US Citizenship and Immigration Services (USCIS) will rescind policies for H-1B visa workers placed at third-party worksites. The future acts follow a pair of court decisions that highlighted the agency’s narrow interpretation of federal regulations. In ITServe Alliance, Inc. v. Cissna, and another case, Serenity Info Tech et al. v. Kenneth T. Cuccinelli, decided earlier this year, plaintiffs’ argued that the agency’s interpretation of employer-employee relationship was too narrow.

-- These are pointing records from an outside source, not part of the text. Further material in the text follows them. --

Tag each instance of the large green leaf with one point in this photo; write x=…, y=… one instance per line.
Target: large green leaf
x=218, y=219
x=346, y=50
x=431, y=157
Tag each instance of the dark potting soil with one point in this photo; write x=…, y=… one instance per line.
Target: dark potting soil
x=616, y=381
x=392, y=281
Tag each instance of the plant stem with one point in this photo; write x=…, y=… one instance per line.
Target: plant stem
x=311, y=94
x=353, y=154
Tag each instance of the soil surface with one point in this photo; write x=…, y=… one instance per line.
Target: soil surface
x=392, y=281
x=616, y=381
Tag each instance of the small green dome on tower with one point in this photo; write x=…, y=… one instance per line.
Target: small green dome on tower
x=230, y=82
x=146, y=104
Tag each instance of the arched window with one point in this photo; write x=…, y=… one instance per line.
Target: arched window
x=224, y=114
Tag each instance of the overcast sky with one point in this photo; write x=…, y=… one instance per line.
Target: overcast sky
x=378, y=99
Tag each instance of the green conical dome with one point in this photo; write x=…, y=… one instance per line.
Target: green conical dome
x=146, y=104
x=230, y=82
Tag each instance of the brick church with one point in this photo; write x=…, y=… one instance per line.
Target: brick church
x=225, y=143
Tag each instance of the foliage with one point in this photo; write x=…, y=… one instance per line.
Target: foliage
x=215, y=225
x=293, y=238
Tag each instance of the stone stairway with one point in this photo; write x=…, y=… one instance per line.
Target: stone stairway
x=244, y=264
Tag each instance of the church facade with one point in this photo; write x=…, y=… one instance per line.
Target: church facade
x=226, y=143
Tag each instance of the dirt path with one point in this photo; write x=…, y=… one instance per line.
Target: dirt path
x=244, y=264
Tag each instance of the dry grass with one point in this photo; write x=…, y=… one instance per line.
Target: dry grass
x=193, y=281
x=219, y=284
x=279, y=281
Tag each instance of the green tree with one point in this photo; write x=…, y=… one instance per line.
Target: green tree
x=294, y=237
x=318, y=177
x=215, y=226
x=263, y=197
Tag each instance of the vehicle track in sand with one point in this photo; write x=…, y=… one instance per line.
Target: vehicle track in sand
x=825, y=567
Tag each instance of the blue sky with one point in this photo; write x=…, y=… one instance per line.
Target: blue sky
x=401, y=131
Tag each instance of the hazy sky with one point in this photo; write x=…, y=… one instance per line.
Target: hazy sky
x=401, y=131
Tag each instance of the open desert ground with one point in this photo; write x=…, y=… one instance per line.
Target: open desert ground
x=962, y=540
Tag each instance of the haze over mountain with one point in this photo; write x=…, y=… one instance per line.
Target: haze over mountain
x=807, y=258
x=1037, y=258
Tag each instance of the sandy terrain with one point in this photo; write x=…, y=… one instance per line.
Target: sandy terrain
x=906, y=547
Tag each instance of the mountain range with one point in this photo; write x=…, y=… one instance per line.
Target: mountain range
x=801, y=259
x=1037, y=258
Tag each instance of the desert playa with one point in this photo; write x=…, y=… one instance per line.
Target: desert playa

Established law allows an employer to retain an H-1B worker during “nonproductive” periods as long as the company continues to pay the necessary wage to the worker. The holding in ITServe Alliance, Inc. v. Cissna went on to explain that there is no basis in the Immigration and Nationality Act or the agency’s own regulations for requiring a petitioner to submit evidence of specific, qualifying work requirements and location information on a daily basis during the visa period.
USCIS agreed to rescind its 2018 policy memo within 90 days of the May 20 decision as a settlement with the plaintiffs’ in Serenity Info Tech et al. v. Kenneth T. Cuccinelli. However, despite this action, employers with past denials related to the regulation at issue must go to court to overturn the previously denied petitions. Additionally, USCIS can issue new regulations related to H-1B visa eligibility.